After the defendant only paid remuneration of EUR 765.14 gross for the month of December 2019 and the plaintiff was not able to establish a new employment relationship until April 1, 2020, he brought an action for compensation for default in acceptance, demanding payment of the salary agreed in the employment contract less the unemployment benefit received until he started the new employment. He believed that the defendant had been in default of acceptance during the period in dispute due to its invalid notices of termination. He could not be expected to continue working for the defendant under changed or even the original working conditions, if the defendant had seriously offered this at all. The defendant had unjustifiably accused him of multiple misconduct and disparaged his person in extensive explanations in order to justify its termination without notice. For its part, it had claimed that it could not reasonably be expected to continue employing the plaintiff. In contrast, the defendant argued that it was not in default of acceptance because the plaintiff had not continued to work for it during the proceedings to protect against dismissal. The plaintiff himself had assumed that continued employment was reasonable because he had filed an application for provisional continued employment in the proceedings for protection against dismissal.
The labor court dismissed the action. The Land Labour Court rejected the applicant’s appeal. It assumed that the plaintiff was not entitled to compensation for default of acceptance despite the defendant’s invalid notices of termination because he had not accepted the defendant’s offer to continue working for it during the proceedings for protection against unfair dismissal. The plaintiff is therefore not willing to perform within the meaning of the law. § 297 of the German Civil Code (BGB).

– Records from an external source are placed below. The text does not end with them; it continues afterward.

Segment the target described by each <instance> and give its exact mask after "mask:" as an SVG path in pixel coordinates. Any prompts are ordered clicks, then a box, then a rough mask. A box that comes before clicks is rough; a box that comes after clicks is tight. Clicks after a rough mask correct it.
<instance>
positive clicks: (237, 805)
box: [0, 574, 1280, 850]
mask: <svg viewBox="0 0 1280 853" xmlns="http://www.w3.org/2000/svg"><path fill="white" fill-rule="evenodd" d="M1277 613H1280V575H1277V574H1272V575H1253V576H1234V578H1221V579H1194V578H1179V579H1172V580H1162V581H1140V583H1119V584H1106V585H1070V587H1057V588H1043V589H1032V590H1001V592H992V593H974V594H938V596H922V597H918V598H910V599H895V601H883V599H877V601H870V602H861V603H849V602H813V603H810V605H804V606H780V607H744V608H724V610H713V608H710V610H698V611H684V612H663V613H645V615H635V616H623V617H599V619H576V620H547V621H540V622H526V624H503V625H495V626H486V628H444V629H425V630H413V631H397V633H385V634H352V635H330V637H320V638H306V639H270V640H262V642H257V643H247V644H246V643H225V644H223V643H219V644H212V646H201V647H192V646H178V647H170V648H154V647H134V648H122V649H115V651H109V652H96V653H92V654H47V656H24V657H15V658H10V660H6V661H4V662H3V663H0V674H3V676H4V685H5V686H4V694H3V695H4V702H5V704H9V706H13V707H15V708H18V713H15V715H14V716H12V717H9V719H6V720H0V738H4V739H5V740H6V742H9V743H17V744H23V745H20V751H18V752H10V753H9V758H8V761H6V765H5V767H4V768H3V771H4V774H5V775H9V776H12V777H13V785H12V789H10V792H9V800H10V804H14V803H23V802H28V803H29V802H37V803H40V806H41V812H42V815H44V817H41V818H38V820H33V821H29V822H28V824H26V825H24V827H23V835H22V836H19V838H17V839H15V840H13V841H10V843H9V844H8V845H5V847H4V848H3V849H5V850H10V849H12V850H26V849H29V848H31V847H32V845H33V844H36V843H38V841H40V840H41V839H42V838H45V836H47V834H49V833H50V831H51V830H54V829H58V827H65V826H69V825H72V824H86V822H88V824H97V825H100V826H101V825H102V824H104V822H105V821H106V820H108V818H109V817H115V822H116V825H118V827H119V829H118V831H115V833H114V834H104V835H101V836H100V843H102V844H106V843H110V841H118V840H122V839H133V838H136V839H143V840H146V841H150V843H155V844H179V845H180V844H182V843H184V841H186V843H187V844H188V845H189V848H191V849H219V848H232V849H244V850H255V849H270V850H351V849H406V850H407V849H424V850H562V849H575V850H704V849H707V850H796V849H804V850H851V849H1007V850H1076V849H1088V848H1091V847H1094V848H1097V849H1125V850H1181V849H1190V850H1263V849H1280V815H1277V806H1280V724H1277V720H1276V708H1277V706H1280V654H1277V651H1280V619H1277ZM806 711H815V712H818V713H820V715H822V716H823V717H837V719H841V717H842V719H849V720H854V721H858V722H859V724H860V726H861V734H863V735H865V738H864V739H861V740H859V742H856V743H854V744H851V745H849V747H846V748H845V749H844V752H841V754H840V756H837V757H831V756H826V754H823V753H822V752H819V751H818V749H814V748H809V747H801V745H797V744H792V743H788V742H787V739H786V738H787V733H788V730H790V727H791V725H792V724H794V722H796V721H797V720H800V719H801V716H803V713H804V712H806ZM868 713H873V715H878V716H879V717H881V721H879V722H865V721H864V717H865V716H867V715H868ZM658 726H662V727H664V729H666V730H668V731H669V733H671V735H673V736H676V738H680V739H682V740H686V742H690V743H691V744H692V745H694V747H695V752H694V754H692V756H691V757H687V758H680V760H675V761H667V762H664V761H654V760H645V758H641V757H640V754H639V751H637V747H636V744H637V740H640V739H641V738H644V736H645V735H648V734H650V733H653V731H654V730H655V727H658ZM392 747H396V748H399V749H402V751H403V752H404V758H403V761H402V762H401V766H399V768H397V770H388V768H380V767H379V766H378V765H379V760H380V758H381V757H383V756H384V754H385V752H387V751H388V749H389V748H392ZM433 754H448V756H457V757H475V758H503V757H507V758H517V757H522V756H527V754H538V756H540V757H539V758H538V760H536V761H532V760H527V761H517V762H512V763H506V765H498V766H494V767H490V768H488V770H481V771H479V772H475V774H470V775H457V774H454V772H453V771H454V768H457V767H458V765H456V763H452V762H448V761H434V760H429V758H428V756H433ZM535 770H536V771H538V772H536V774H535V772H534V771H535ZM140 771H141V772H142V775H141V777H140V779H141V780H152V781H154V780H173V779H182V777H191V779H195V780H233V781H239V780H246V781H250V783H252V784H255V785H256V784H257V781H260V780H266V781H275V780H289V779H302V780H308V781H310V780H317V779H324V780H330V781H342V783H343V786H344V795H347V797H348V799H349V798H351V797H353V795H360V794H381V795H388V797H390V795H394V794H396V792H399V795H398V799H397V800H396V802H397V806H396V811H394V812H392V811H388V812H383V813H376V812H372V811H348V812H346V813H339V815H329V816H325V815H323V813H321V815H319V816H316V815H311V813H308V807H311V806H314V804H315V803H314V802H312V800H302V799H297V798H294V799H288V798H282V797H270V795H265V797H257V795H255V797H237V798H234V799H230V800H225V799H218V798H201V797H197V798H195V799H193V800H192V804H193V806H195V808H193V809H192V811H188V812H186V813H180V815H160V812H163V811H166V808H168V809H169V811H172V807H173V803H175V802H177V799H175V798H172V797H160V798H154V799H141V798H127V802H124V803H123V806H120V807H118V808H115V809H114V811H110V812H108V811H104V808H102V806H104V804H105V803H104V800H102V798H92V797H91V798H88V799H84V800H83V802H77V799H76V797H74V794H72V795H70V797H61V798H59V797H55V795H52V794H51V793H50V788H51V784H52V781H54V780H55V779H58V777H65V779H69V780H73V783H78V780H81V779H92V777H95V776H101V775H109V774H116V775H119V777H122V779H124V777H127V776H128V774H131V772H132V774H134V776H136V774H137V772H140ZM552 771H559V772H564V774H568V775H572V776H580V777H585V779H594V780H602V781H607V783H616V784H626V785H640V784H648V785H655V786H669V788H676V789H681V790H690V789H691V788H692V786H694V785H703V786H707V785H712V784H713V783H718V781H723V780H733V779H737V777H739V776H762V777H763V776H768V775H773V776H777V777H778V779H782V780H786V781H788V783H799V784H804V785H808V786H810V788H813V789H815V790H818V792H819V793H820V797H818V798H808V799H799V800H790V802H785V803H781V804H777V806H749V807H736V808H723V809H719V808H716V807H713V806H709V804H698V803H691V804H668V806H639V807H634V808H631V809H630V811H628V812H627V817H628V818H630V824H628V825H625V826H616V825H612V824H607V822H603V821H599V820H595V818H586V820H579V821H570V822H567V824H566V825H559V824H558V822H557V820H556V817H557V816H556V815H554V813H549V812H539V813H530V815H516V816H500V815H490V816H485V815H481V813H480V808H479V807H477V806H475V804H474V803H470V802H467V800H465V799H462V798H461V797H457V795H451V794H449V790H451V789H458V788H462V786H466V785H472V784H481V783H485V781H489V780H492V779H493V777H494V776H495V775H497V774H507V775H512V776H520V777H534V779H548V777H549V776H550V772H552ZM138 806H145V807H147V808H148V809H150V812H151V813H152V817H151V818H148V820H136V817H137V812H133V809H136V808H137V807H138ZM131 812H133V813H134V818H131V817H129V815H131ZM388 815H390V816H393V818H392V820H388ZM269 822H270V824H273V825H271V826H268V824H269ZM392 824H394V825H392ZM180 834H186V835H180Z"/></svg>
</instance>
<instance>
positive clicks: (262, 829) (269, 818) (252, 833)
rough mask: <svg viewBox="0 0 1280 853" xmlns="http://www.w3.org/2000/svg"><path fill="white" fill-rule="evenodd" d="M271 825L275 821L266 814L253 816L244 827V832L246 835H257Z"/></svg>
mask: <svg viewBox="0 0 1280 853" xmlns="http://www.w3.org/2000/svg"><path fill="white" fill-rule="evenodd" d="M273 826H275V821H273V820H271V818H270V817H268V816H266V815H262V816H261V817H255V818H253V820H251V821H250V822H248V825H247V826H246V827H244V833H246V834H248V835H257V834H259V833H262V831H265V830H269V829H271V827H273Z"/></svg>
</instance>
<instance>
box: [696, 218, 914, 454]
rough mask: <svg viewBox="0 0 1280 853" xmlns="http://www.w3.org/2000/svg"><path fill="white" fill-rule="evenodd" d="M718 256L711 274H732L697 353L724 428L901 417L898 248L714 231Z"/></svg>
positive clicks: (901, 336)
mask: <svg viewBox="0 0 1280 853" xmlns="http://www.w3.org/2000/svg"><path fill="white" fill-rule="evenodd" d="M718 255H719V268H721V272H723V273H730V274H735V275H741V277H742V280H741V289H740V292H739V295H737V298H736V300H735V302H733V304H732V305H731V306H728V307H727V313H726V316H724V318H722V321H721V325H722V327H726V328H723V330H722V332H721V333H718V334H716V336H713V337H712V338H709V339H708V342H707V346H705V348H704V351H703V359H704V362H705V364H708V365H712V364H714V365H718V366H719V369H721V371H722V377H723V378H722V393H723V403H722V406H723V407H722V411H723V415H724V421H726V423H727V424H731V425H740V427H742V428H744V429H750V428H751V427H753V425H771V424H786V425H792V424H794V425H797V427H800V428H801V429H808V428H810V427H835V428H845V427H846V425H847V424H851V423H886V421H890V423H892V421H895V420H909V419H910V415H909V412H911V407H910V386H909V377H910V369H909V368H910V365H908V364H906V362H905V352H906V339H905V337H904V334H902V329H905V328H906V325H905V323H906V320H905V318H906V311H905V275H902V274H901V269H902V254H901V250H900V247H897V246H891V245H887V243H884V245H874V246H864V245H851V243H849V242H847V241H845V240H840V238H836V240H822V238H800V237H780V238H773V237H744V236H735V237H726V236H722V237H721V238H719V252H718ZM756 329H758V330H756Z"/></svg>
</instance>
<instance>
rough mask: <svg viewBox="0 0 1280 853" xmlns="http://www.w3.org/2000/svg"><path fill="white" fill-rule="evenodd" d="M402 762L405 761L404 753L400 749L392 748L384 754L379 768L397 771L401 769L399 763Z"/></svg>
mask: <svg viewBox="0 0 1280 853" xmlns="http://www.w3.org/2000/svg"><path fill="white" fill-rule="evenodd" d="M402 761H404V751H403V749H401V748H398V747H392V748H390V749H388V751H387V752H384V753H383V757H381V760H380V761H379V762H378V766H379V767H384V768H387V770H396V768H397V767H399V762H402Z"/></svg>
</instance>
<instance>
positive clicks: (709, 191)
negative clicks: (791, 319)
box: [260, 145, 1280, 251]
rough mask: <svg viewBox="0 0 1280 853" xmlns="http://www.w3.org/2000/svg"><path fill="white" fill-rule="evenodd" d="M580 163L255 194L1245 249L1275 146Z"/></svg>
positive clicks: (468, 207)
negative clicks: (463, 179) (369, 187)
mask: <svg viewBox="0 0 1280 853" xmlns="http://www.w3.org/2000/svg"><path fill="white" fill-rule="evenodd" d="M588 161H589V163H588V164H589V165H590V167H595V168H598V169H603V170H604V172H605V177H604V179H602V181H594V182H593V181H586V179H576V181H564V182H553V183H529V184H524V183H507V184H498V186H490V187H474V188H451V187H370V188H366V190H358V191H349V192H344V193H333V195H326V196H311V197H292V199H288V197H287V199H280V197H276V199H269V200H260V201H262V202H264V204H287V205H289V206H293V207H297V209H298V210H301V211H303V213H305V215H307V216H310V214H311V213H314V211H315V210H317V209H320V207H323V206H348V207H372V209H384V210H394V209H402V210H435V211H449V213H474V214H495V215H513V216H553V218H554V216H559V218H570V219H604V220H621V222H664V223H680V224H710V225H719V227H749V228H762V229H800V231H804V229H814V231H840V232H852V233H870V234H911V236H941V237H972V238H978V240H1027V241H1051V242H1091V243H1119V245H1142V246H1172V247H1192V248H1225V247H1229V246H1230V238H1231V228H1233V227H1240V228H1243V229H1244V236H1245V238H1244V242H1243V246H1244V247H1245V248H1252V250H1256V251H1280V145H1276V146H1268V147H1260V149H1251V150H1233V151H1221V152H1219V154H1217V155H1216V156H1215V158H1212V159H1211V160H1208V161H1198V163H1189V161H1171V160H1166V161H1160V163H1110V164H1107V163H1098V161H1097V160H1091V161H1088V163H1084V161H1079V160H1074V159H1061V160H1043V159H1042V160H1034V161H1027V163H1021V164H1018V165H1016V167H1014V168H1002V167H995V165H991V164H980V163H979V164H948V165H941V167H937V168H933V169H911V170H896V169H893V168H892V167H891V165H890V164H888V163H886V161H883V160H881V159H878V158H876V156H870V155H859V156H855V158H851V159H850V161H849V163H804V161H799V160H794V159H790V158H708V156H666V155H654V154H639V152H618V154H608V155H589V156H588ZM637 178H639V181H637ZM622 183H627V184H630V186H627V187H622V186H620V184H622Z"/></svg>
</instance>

The plaintiff’s appeal, which was subsequently allowed by the Fifth Senate of the Federal Labor Court, was successful. The defendant was in default of acceptance due to its invalid notices of termination without notice, without the need for an offer of employment by the plaintiff. Because the defendant itself assumed that it could not be expected to continue employing the plaintiff, its contradictory conduct gives rise to a factual presumption that it did not make the plaintiff a serious offer of employment in the proceedings. The deviating assessment by the Regional Labor Court is based on only selective consideration of the parties’ submissions and is therefore not justifiable. Furthermore, the rejection of such an “offer” does not indicate a lack of will to perform on the part of the plaintiff within the meaning of the German Civil Code. § 297 of the German Civil Code (BGB). The only possibility would be that he would have to accept credit for maliciously omitted earnings in accordance with § 11 No. 2 KSchG. In the case in dispute, however, this was not possible because the plaintiff could not reasonably be expected to be employed by the defendant in court due to the accusations made against him in the context of the dismissals and the disparagement of his person. This is not precluded by the fact that the plaintiff applied for provisional continued employment in the unfair dismissal proceedings. This application was directed at the process employment after the invalidity of the terminations had been established. Only if the plaintiff had refused further employment in such a case would he have acted inconsistently on his part. Here, however, it was a question of continued employment in the period up to the first-instance decision. It makes a difference whether the employee is to continue working despite the (serious) accusations made against him in the context of a termination for reasons of conduct or whether he can return to work “rehabilitated”, as it were, after winning the first instance in the proceedings for protection against dismissal.